Le chef de la junte militaire au pouvoir en Thaïlande depuis le coup d'Etat de 2014, Prayuth Chan-O-Cha, a, sans surprise, été élu mercredi soir au poste de Premier ministre.
Le général de 65 ans a obtenu 500 voix contre 244 pour son unique rival, un jeune milliardaire à la tête d'une coalition anti-junte, d'après un décompte retransmis à la télévision.
La victoire de Prayuth Chan-O-Cha était pratiquement acquise car la nouvelle Constitution, adoptée en 2017, octroie à l'armée la nomination des 250 sénateurs.
Il n'avait donc besoin que de 126 voix parmi les 500 députés pour conserver son poste de Premier ministre.
Un seuil atteint facilement mercredi soir après deux mois d'intenses tractations du parti de la junte, le Palang Pracharat, qui a obtenu le ralliement de plusieurs mouvements conservateurs, au premier rang desquels le vieux parti démocrate.
Démission d'Abhisit
Face à Prayuth Chan-O-Cha, le milliardaire Thanathorn Juangroongruangkit, fondateur du nouveau parti d'opposition Anakot Mai (Nouvel Avenir), n'a pas pu faire le poids.
"Aujourd'hui ne marque pas une fin mais un début", a-t-il déclaré après l'annonce de sa défaite. "Nous allons travailler encore plus dur pour l'avenir de nos enfants", a-t-il ajouté.
Plébiscité notamment par la jeunesse, son mouvement avait créé la surprise aux législatives du 24 mars en devenant la troisième force politique du pays.
Depuis, les ennuis judiciaires, dénoncés comme politiques, se sont accumulés pour le charismatique homme d'affaires de 40 ans, suspendu temporairement de son mandat de député et à qui il était interdit d'entrer dans l'hémicycle.
Abhisit Vejjajiva, figure du parti démocrate et ancien Premier ministre, a créé l'événement mercredi en annonçant devant le Parlement démissionner de son poste de député.
"Je ne peux pas entrer dans l’assemblée et voter pour le général Prayuth Chan-O-cha, je ne peux pas faire ça", a-t-il lancé alors que la décision de soutenir les généraux divisait certains membres de son parti.
Dés pipés
Depuis les législatives du 24 mars, les premières depuis le coup d'Etat de 2014, l'opposition a dénoncé de nombreuses fraudes et critiqué la façon dont les dés avaient été pipés par les militaires.
Thanathorn n'avait quasiment aucune chance d'être élu, même si numériquement la coalition anti-junte qu'il représente était largement devant.

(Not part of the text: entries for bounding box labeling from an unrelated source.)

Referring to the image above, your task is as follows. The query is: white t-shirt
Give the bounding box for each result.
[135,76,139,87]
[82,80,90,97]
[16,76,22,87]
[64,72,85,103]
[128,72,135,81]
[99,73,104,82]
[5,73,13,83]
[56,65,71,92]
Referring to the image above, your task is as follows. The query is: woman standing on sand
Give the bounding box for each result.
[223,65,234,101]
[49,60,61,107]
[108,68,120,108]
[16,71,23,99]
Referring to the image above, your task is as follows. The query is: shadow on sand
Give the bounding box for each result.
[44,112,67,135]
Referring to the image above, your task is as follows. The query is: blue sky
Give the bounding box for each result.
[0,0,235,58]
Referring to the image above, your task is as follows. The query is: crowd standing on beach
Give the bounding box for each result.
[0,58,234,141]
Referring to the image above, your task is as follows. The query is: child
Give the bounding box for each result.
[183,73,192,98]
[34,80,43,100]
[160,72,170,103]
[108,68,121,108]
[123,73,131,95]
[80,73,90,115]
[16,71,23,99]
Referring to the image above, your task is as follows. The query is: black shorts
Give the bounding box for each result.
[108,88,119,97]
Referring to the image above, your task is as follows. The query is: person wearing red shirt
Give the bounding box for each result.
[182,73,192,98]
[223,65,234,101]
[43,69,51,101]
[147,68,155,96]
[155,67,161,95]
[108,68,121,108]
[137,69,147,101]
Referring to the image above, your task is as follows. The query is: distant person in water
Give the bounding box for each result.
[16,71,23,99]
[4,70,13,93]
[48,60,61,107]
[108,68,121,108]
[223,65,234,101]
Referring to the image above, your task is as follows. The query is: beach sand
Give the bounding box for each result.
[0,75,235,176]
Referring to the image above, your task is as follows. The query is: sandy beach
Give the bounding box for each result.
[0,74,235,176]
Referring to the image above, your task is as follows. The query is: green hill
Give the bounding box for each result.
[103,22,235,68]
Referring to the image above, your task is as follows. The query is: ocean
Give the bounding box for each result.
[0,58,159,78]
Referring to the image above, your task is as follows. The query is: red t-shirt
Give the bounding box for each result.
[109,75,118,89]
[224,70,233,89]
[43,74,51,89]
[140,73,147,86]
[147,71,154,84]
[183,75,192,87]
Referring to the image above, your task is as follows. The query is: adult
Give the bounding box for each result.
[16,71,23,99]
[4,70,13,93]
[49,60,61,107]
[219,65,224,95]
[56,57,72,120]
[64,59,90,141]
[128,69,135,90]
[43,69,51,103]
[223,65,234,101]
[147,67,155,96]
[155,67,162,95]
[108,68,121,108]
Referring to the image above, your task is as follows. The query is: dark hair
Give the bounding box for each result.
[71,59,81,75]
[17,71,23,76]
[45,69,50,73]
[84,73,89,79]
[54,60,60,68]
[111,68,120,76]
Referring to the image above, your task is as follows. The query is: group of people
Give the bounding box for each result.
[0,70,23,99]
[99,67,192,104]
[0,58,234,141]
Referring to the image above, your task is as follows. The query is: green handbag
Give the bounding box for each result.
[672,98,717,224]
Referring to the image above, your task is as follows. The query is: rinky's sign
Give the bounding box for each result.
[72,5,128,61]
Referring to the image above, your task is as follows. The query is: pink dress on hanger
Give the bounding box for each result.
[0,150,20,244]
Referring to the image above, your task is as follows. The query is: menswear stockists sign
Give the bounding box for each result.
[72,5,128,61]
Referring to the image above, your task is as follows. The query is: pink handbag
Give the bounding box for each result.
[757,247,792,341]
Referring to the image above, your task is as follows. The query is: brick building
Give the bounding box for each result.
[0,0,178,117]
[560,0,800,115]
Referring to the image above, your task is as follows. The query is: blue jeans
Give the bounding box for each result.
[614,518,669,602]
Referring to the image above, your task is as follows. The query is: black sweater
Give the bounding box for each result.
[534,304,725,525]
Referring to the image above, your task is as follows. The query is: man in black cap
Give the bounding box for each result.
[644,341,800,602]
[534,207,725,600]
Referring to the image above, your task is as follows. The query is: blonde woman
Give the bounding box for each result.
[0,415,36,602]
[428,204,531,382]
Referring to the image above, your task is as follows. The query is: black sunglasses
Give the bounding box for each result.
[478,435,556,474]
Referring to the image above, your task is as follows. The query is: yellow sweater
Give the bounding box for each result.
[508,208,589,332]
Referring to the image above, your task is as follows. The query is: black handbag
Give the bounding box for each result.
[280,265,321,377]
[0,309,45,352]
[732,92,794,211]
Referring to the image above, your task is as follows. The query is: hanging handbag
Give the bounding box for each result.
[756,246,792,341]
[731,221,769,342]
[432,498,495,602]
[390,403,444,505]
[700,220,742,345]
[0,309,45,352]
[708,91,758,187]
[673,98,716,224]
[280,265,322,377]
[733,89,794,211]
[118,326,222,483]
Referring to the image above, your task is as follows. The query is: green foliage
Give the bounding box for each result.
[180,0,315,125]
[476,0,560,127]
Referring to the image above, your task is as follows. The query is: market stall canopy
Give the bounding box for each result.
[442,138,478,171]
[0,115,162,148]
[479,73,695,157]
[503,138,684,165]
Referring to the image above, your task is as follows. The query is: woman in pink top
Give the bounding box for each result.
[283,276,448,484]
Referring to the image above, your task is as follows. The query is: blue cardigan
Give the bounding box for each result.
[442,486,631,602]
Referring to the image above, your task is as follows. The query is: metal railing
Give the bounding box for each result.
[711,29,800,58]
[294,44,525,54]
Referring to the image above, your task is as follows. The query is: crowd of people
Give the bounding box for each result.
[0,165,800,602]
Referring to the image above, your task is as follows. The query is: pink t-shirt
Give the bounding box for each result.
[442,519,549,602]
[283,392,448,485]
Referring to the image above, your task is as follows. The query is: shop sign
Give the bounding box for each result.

Sans l'appui du Sénat, elle devait obtenir 376 voix à la Chambre basse pour pouvoir former un gouvernement, un chiffre quasiment impossible à atteindre.
Le bon score d'Anakot Mai, plébiscité par plus de 6 millions d'électeurs, montre en tout cas que le vieux clivage politique entre les factions "Rouges" -réformatrices et proches de l'influente famille Shinawatra- et les "Jaunes" -l'élite conservatrice alignée sur l'armée- est dépassé.
Le nouveau roi de Thaïlande Maha Vajiralongkorn a insisté début mai lors de son couronnement sur la nécessaire "unité" de son royaume.
Le monarque est intervenu deux fois pendant la campagne des législatives, les premières depuis le coup d'Etat de 2014. Il a opposé une fin de non-recevoir aux aspirations de sa sœur, la princesse Ubolratana, à faire son entrée en politique pour un parti proche de l'ex-Premier ministre en exil Thaksin Shinawatra.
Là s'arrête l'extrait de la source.